No fees or commissions will be payable to brokers, dealers or other persons for soliciting tenders of Fund Shares pursuant to the Offer to Repurchase. The Fund will pay all transfer taxes on its purchase of Fund Shares, subject to Instruction 7 of the Letter of Transmittal. Back-up withholding tax may be required unless an exemption is proved or unless the required taxpayer identification information is or has previously been provided to the Fund or the Depositary. Certain withholdings may also apply with respect to payments to non-U.S. stockholders.
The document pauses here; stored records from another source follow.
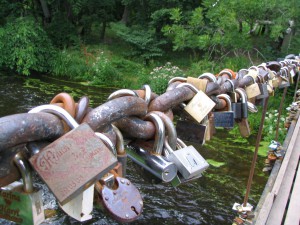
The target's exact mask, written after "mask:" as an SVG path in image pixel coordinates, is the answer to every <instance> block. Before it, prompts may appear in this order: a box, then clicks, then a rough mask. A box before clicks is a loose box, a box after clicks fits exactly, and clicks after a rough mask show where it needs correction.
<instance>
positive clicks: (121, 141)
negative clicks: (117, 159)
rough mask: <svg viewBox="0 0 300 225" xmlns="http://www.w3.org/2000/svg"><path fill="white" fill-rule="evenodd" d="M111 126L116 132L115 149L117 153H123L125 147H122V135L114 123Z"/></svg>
mask: <svg viewBox="0 0 300 225" xmlns="http://www.w3.org/2000/svg"><path fill="white" fill-rule="evenodd" d="M112 128H113V130H114V132H115V133H116V138H117V141H116V149H117V154H118V155H124V154H125V153H126V152H125V148H124V138H123V135H122V133H121V131H120V130H119V128H117V127H116V126H115V125H113V124H112Z"/></svg>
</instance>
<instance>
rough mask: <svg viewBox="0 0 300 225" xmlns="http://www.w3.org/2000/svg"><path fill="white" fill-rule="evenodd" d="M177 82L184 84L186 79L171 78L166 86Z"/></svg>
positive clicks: (183, 78) (181, 77)
mask: <svg viewBox="0 0 300 225" xmlns="http://www.w3.org/2000/svg"><path fill="white" fill-rule="evenodd" d="M177 81H179V82H186V81H187V79H186V78H185V77H173V78H171V79H170V80H169V82H168V86H169V85H170V84H172V83H174V82H177Z"/></svg>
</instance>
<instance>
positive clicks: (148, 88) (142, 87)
mask: <svg viewBox="0 0 300 225" xmlns="http://www.w3.org/2000/svg"><path fill="white" fill-rule="evenodd" d="M142 89H143V90H145V98H144V100H145V102H146V104H147V105H149V103H150V101H151V93H152V91H151V87H150V86H149V85H148V84H144V85H143V87H142Z"/></svg>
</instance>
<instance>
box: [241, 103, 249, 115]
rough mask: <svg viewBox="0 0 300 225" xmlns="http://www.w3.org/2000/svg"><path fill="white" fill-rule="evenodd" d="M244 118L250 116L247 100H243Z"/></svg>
mask: <svg viewBox="0 0 300 225" xmlns="http://www.w3.org/2000/svg"><path fill="white" fill-rule="evenodd" d="M242 118H248V104H247V102H242Z"/></svg>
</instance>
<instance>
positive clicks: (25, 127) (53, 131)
mask: <svg viewBox="0 0 300 225" xmlns="http://www.w3.org/2000/svg"><path fill="white" fill-rule="evenodd" d="M63 134H64V128H63V124H62V123H61V121H60V120H59V118H58V117H56V116H54V115H51V114H49V113H34V114H30V113H21V114H14V115H10V116H5V117H2V118H0V151H3V150H5V149H7V148H10V147H12V146H15V145H18V144H21V143H26V142H30V141H38V140H54V139H56V138H58V137H60V136H61V135H63Z"/></svg>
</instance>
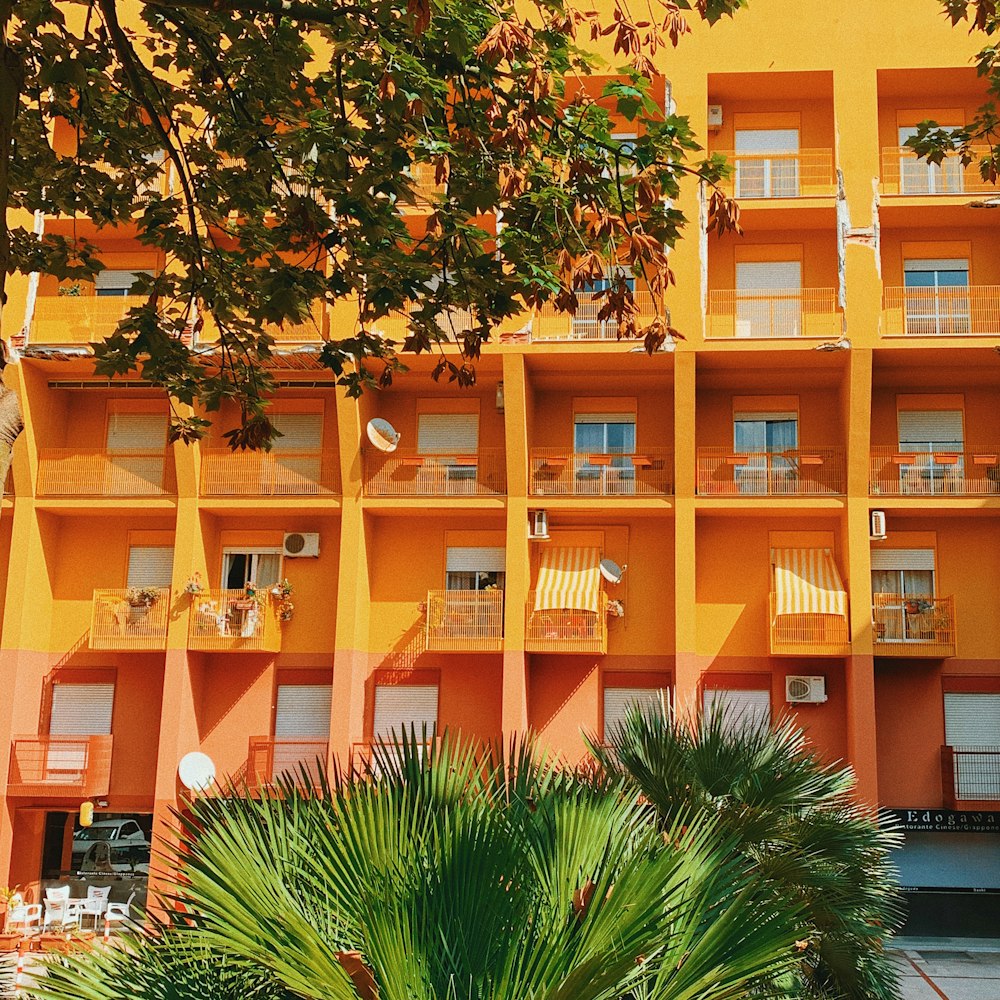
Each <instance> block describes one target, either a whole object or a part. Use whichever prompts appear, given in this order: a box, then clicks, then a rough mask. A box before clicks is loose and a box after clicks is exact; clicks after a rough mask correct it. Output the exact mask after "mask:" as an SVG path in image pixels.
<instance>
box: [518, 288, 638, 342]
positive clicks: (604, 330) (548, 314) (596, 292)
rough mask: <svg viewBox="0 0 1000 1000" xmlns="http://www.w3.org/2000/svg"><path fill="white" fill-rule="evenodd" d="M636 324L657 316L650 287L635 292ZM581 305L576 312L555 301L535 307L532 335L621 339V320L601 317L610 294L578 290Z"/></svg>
mask: <svg viewBox="0 0 1000 1000" xmlns="http://www.w3.org/2000/svg"><path fill="white" fill-rule="evenodd" d="M633 297H634V301H635V305H636V310H637V316H636V324H637V325H638V326H639V327H642V326H646V325H648V324H649V323H650V322H652V320H653V319H654V317H655V316H656V310H655V309H654V308H653V297H652V296H651V295H650V294H649V292H647V291H642V290H640V291H636V292H634V293H633ZM576 298H577V302H578V305H577V309H576V312H575V313H574V314H573V315H570V314H569V313H565V312H559V311H558V310H557V309H556V307H555V306H554V305H553V304H552V303H551V302H546V303H544V304H543V305H542V306H540V307H539V308H538V309H536V310H535V312H534V314H533V315H532V317H531V339H532V341H535V340H617V339H618V322H617V320H616V319H615V318H614V317H611V318H610V319H600V318H599V315H600V312H601V309H602V307H603V306H604V305H605V303H606V302H607V295H605V294H602V293H601V292H577V293H576Z"/></svg>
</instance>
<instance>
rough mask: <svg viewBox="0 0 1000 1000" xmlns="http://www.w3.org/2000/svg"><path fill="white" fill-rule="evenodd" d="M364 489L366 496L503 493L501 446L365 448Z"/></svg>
mask: <svg viewBox="0 0 1000 1000" xmlns="http://www.w3.org/2000/svg"><path fill="white" fill-rule="evenodd" d="M362 459H363V461H364V490H365V496H369V497H438V496H449V497H450V496H458V497H462V496H503V495H504V494H505V493H506V492H507V469H506V466H505V457H504V452H503V449H502V448H479V449H477V450H476V451H474V452H466V453H464V454H460V453H455V454H449V455H442V454H433V455H426V454H421V453H419V452H417V451H415V450H414V449H412V448H411V449H402V448H400V449H397V450H396V451H394V452H391V453H389V454H386V453H384V452H380V451H374V450H373V449H370V448H366V449H363V451H362Z"/></svg>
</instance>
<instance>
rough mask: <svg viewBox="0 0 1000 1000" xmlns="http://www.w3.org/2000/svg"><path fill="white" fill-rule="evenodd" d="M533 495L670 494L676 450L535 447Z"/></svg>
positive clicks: (532, 488) (603, 494) (594, 495)
mask: <svg viewBox="0 0 1000 1000" xmlns="http://www.w3.org/2000/svg"><path fill="white" fill-rule="evenodd" d="M530 471H531V487H530V489H531V495H532V496H578V497H579V496H583V497H631V496H670V495H671V494H672V493H673V491H674V461H673V452H671V451H670V450H668V449H666V448H647V449H645V450H644V451H642V452H641V453H638V452H637V453H635V454H628V455H619V454H614V455H611V454H594V453H585V452H571V451H566V450H564V449H559V448H532V450H531V470H530Z"/></svg>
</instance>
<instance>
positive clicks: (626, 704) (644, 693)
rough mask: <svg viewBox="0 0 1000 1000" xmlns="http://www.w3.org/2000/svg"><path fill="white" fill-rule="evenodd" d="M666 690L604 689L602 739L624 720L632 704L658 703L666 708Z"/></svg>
mask: <svg viewBox="0 0 1000 1000" xmlns="http://www.w3.org/2000/svg"><path fill="white" fill-rule="evenodd" d="M666 696H667V692H666V691H665V690H664V689H663V688H612V687H606V688H605V689H604V739H605V740H606V739H607V738H608V735H609V734H610V733H612V732H613V731H614V730H615V729H616V728H617V727H618V726H620V725H621V723H622V722H623V721H624V720H625V715H626V713H627V712H628V710H629V708H630V707H631V706H632V705H643V706H645V705H659V706H660V708H661V709H665V708H666Z"/></svg>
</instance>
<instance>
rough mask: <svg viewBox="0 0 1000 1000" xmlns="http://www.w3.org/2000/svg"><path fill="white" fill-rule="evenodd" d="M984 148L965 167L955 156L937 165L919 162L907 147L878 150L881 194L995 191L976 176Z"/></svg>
mask: <svg viewBox="0 0 1000 1000" xmlns="http://www.w3.org/2000/svg"><path fill="white" fill-rule="evenodd" d="M988 153H989V150H988V149H987V148H986V147H982V148H976V149H974V150H973V156H974V159H973V161H972V163H970V164H969V165H968V166H967V167H963V166H962V163H961V160H959V158H958V157H957V156H955V155H952V156H948V157H946V158H945V159H944V161H943V162H941V163H940V164H935V163H928V162H927V161H926V160H922V159H920V158H919V157H918V156H917V155H916V153H914V151H913V150H912V149H910V148H909V147H907V146H888V147H886V148H885V149H883V150H882V193H883V194H904V195H935V194H968V193H974V192H977V191H990V192H992V191H995V190H996V186H995V185H994V184H991V183H990V182H989V181H984V180H983V178H982V176H981V175H980V173H979V157H981V156H984V155H987V154H988Z"/></svg>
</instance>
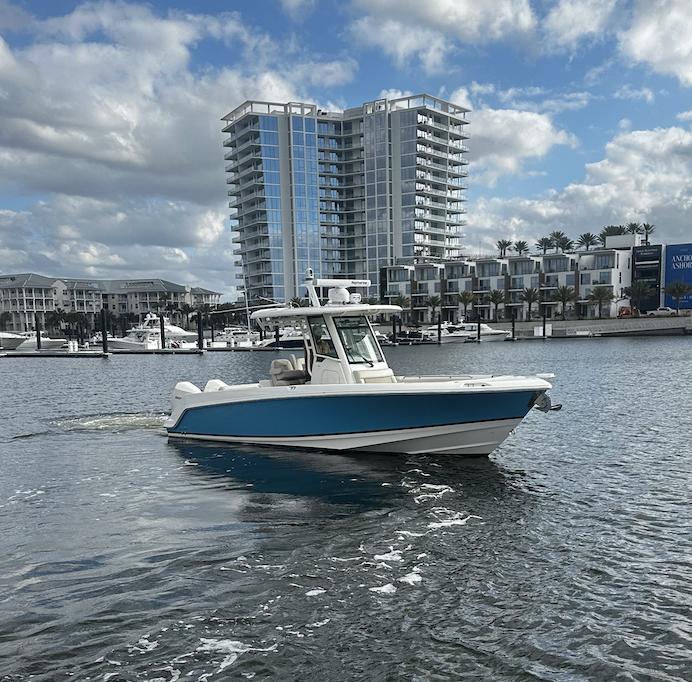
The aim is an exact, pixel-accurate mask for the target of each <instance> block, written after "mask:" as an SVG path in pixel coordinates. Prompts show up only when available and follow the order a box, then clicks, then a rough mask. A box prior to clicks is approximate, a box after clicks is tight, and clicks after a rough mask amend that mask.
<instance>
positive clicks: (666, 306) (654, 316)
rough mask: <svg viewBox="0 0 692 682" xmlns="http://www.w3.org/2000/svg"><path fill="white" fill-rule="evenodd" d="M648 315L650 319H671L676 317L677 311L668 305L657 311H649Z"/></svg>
mask: <svg viewBox="0 0 692 682" xmlns="http://www.w3.org/2000/svg"><path fill="white" fill-rule="evenodd" d="M647 315H648V316H649V317H671V316H674V315H675V311H674V310H673V309H672V308H669V307H668V306H667V305H664V306H661V307H660V308H656V310H649V312H648V313H647Z"/></svg>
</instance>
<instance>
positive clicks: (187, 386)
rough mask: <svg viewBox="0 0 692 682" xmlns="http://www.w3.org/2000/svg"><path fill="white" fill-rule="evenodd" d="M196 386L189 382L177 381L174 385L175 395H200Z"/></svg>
mask: <svg viewBox="0 0 692 682" xmlns="http://www.w3.org/2000/svg"><path fill="white" fill-rule="evenodd" d="M201 392H202V391H200V390H199V388H198V387H197V386H195V385H194V384H193V383H192V382H191V381H179V382H178V383H177V384H176V385H175V393H201Z"/></svg>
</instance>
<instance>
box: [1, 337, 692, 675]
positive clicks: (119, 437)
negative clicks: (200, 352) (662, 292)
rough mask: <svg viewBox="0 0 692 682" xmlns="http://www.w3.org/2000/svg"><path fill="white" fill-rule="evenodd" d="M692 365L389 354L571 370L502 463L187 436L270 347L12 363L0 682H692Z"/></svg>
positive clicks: (3, 402)
mask: <svg viewBox="0 0 692 682" xmlns="http://www.w3.org/2000/svg"><path fill="white" fill-rule="evenodd" d="M691 352H692V339H689V338H666V339H632V340H628V339H613V340H605V339H603V340H590V341H584V340H577V341H552V342H522V343H516V344H510V343H499V344H481V345H480V346H476V345H460V346H454V345H450V346H442V347H420V348H392V349H387V351H386V354H387V356H388V359H389V361H390V363H391V365H392V366H393V367H394V369H395V371H397V372H398V373H399V372H402V373H403V372H405V373H415V374H418V373H439V374H452V373H458V372H462V373H463V372H493V373H496V374H497V373H528V372H550V371H552V372H555V373H556V374H557V377H556V379H555V381H554V385H555V388H554V389H553V391H552V396H553V400H554V401H558V402H562V403H564V409H563V410H562V411H561V412H557V413H551V414H547V415H546V414H542V413H538V412H535V411H534V412H532V413H531V414H530V415H529V416H528V417H527V419H526V420H525V421H524V422H523V423H522V425H521V426H520V427H519V428H518V429H517V430H516V432H515V433H514V434H513V435H512V436H511V437H510V438H509V439H508V440H507V441H506V442H505V443H504V444H503V445H502V447H501V448H500V449H498V450H497V451H496V452H495V453H494V454H493V455H492V456H491V457H490V458H488V459H486V458H481V459H463V458H454V457H420V456H418V457H396V456H372V455H368V456H365V455H348V454H344V455H334V454H322V453H314V452H307V451H306V452H300V451H284V450H272V449H263V450H260V449H257V448H252V447H244V446H243V447H224V446H220V445H217V444H213V445H204V444H197V443H184V442H168V440H167V438H166V437H165V435H164V433H163V430H162V428H161V424H162V422H163V419H164V417H165V413H166V411H167V410H168V409H169V400H170V395H171V392H172V388H173V386H174V384H175V382H176V381H178V380H191V381H194V382H196V383H199V384H204V383H205V382H206V381H207V379H209V378H215V377H218V378H223V379H224V380H226V381H228V382H229V383H230V382H244V381H254V380H256V379H258V378H260V377H263V376H265V375H266V373H267V370H268V365H269V363H270V361H271V359H273V358H274V357H277V356H276V355H274V354H268V353H257V354H250V353H236V354H231V353H216V354H213V353H207V354H205V355H204V356H201V357H197V356H189V357H188V356H176V357H162V356H151V357H147V356H133V357H111V358H109V359H106V360H101V359H89V360H86V359H85V360H70V359H48V358H45V359H31V360H23V359H12V360H10V359H0V396H1V398H0V400H1V402H0V405H1V415H2V419H1V420H0V466H1V467H2V469H1V471H2V475H1V477H0V679H3V680H25V679H28V678H29V677H30V676H33V678H32V679H35V680H67V679H71V680H74V679H80V680H88V679H90V680H108V679H111V680H113V681H118V680H165V681H171V680H179V679H180V680H187V679H191V680H226V679H241V680H242V679H253V678H254V679H280V680H344V679H364V680H396V679H405V680H447V679H469V680H472V679H473V680H476V679H486V680H537V679H538V680H689V679H691V678H692V664H691V663H690V650H691V649H692V626H691V623H690V613H692V587H691V586H692V563H691V557H692V534H691V532H690V531H691V529H692V513H691V511H690V502H691V500H690V487H691V486H690V482H691V478H692V477H691V473H692V452H691V450H692V448H691V447H690V436H691V435H692V418H691V416H690V415H691V412H692V398H691V397H690V396H691V392H690V386H691V385H692V361H691Z"/></svg>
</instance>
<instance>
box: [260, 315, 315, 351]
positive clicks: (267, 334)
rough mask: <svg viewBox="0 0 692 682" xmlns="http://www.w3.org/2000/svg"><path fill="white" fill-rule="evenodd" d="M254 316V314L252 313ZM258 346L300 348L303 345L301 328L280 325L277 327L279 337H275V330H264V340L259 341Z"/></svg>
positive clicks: (270, 328)
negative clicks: (278, 328) (276, 338)
mask: <svg viewBox="0 0 692 682" xmlns="http://www.w3.org/2000/svg"><path fill="white" fill-rule="evenodd" d="M253 317H254V314H253ZM259 345H260V346H262V347H263V348H302V347H303V330H302V329H300V328H299V327H295V326H291V325H289V326H287V327H281V328H280V329H279V339H278V341H277V339H276V332H273V331H271V328H268V331H266V332H265V335H264V341H261V342H260V344H259Z"/></svg>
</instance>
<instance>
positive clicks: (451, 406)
mask: <svg viewBox="0 0 692 682" xmlns="http://www.w3.org/2000/svg"><path fill="white" fill-rule="evenodd" d="M305 286H306V288H307V290H308V294H309V298H310V305H309V306H307V307H302V308H272V309H264V310H257V311H255V312H254V313H253V314H252V317H253V319H255V320H258V321H259V320H262V321H269V322H276V323H288V322H290V323H291V324H293V325H294V326H295V327H296V328H299V329H301V330H302V332H303V339H304V354H303V356H302V357H296V356H295V355H292V356H291V357H290V359H289V358H280V359H275V360H273V361H272V362H271V367H270V369H269V377H268V378H266V379H261V380H259V381H257V382H255V383H250V384H237V385H229V384H226V383H225V382H224V381H222V380H221V379H211V380H209V381H208V382H207V383H206V385H205V386H204V389H203V390H202V389H200V388H199V387H198V386H196V385H194V384H193V383H191V382H188V381H182V382H179V383H178V384H176V386H175V389H174V392H173V406H172V411H171V415H170V417H169V418H168V419H167V420H166V422H165V428H166V430H167V432H168V435H169V437H171V438H187V439H196V440H209V441H221V442H231V443H249V444H253V445H260V446H263V445H266V446H272V447H275V446H286V447H298V448H314V449H318V450H336V451H344V450H348V451H356V452H359V451H362V452H385V453H402V454H422V453H434V454H450V455H488V454H489V453H491V452H492V451H493V450H494V449H495V448H497V446H498V445H500V443H502V441H504V440H505V439H506V438H507V436H508V435H509V434H510V432H511V431H512V430H513V429H515V428H516V427H517V426H518V425H519V423H520V422H521V421H522V419H523V418H524V417H525V416H526V414H527V413H528V412H529V411H530V410H531V409H532V407H534V406H536V407H538V408H539V409H542V410H544V411H549V410H550V409H557V406H556V407H555V408H551V405H550V399H549V398H548V396H547V391H548V390H549V389H551V388H552V387H551V384H550V383H549V382H548V381H547V379H549V378H551V377H552V376H553V375H533V376H492V375H466V376H397V375H395V374H394V372H393V371H392V369H391V368H390V367H389V365H388V364H387V361H386V359H385V356H384V354H383V352H382V349H381V347H380V345H379V343H378V341H377V338H376V337H375V335H374V333H373V330H372V327H371V325H370V321H369V319H368V318H369V317H372V316H374V315H379V314H395V313H400V312H401V308H400V307H399V306H395V305H385V304H376V305H368V304H364V303H361V302H360V294H358V293H349V291H348V287H350V288H361V287H369V286H370V281H369V280H339V279H315V278H314V276H313V274H312V272H311V271H308V275H307V277H306V280H305ZM320 287H322V288H329V292H328V300H327V302H326V303H325V304H322V303H321V302H320V299H319V297H318V295H317V290H318V288H320Z"/></svg>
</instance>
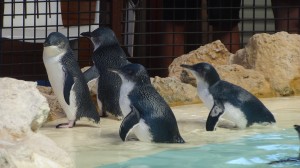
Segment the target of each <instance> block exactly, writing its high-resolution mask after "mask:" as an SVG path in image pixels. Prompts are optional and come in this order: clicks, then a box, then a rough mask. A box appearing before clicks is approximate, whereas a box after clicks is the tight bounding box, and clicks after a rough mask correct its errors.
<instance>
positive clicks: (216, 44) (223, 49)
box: [169, 40, 232, 79]
mask: <svg viewBox="0 0 300 168" xmlns="http://www.w3.org/2000/svg"><path fill="white" fill-rule="evenodd" d="M230 55H232V54H231V53H230V52H229V51H228V50H227V49H226V47H225V46H224V44H222V42H221V41H220V40H217V41H214V42H212V43H209V44H206V45H205V46H201V47H200V48H198V49H196V50H194V51H191V52H190V53H188V54H184V55H182V56H180V57H177V58H175V59H174V60H173V62H172V63H171V65H170V66H169V76H170V77H176V78H178V79H180V77H181V73H182V70H183V68H181V67H180V64H196V63H199V62H207V63H210V64H212V65H226V64H228V59H229V57H230Z"/></svg>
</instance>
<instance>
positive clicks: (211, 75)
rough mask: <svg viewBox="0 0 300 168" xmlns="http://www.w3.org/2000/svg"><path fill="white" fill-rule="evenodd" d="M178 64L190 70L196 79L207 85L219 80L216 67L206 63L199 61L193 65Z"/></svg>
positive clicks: (213, 83) (181, 66) (215, 81)
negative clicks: (205, 82) (198, 61)
mask: <svg viewBox="0 0 300 168" xmlns="http://www.w3.org/2000/svg"><path fill="white" fill-rule="evenodd" d="M180 66H181V67H183V68H185V69H188V70H190V71H191V72H192V73H193V75H194V76H195V77H196V80H197V81H199V80H201V81H204V82H206V83H207V84H208V85H209V86H211V85H213V84H215V83H216V82H218V81H219V80H220V76H219V74H218V72H217V71H216V69H215V68H214V67H213V66H212V65H210V64H208V63H205V62H201V63H198V64H194V65H186V64H181V65H180Z"/></svg>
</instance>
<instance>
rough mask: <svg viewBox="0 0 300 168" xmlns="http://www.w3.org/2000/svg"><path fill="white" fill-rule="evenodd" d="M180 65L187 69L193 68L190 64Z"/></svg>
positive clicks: (192, 68) (191, 68) (192, 66)
mask: <svg viewBox="0 0 300 168" xmlns="http://www.w3.org/2000/svg"><path fill="white" fill-rule="evenodd" d="M180 66H181V67H183V68H186V69H189V70H193V66H192V65H186V64H181V65H180Z"/></svg>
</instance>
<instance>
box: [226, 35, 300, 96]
mask: <svg viewBox="0 0 300 168" xmlns="http://www.w3.org/2000/svg"><path fill="white" fill-rule="evenodd" d="M299 46H300V35H297V34H288V33H286V32H279V33H276V34H273V35H270V34H266V33H262V34H256V35H254V36H253V37H251V38H250V39H249V42H248V44H247V45H246V46H245V48H244V49H242V50H240V51H239V52H237V53H236V54H235V55H233V56H231V58H230V62H231V63H236V64H240V65H242V66H244V67H246V68H251V69H254V70H256V71H258V72H260V73H262V74H263V75H264V76H265V78H266V79H267V81H268V82H269V83H270V84H271V87H272V89H274V90H275V91H276V93H277V94H279V95H281V96H289V95H293V94H299V93H300V92H299V88H300V86H299V85H300V83H299V82H295V81H299V80H298V78H299V77H300V47H299ZM297 83H298V84H297Z"/></svg>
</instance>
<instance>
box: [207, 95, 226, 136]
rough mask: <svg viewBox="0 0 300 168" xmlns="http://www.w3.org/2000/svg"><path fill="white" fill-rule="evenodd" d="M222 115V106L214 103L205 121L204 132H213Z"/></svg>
mask: <svg viewBox="0 0 300 168" xmlns="http://www.w3.org/2000/svg"><path fill="white" fill-rule="evenodd" d="M223 114H224V105H223V104H222V103H218V102H216V101H215V103H214V106H213V107H212V109H211V110H210V112H209V115H208V118H207V120H206V131H214V130H215V127H216V125H217V123H218V121H219V118H220V116H221V115H223Z"/></svg>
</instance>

See Instruction 13 of the Letter of Transmittal.
 
The Offer to Repurchase is not being made to, nor will the Fund accept tender of Fund Shares from, or on behalf of, owners of Fund Shares in any jurisdiction in which the making of the Offer to Repurchase or its acceptance would not comply with the securities or “blue sky” laws of that jurisdiction.


 

As described in the Offer to Repurchase under Section 4, tenders may be made without the concurrent deposit of stock certificates if: (1) such tenders are made by or through a broker or dealer that is a member firm of a registered national securities exchange or a member of the National Association of Securities Dealers, Inc. or a commercial bank or trust company having an office, branch, or agency in the United States; and (2) certificates for Fund Shares (or a confirmation of a book-entry transfer of such Fund Shares into the Depositary’s account at a Book-Entry Transfer Facility (as defined in the Letter of Transmittal)), together with a properly completed and duly executed Letter of Transmittal, and all other documents required by the Letter of Transmittal, are received by the Depositary within three business days after receipt by the Depositary of a properly completed and duly executed Notice of Guaranteed Delivery.
 
NEITHER THE FUND NOR ITS BOARD OF DIRECTORS MAKES ANY RECOMMENDATION TO ANY SHAREHOLDER AS TO WHETHER TO TENDER ANY FUND SHARES.
 
For additional information or copies of the enclosed material, please contact The Altman Group, Inc. (the “Information Agent”) at 800-884-5101.
 
Very truly yours,
 
The European Equity Fund, Inc.
 
NOTHING CONTAINED HEREIN OR IN THE ENCLOSED DOCUMENTS SHALL CONSTITUTE YOU OR ANY OTHER PERSON THE AGENT OF THE EUROPEAN EQUITY FUND, INC., THE INFORMATION AGENT, OR THE DEPOSITARY, OR AUTHORIZE YOU OR ANY OTHER PERSON TO MAKE ANY STATEMENTS OR USE ANY MATERIAL ON THEIR BEHALF WITH RESPECT TO THE OFFER TO REPURCHASE, OTHER THAN THE MATERIAL ENCLOSED HEREWITH AND THE STATEMENTS SPECIFICALLY SET FORTH IN SUCH MATERIAL.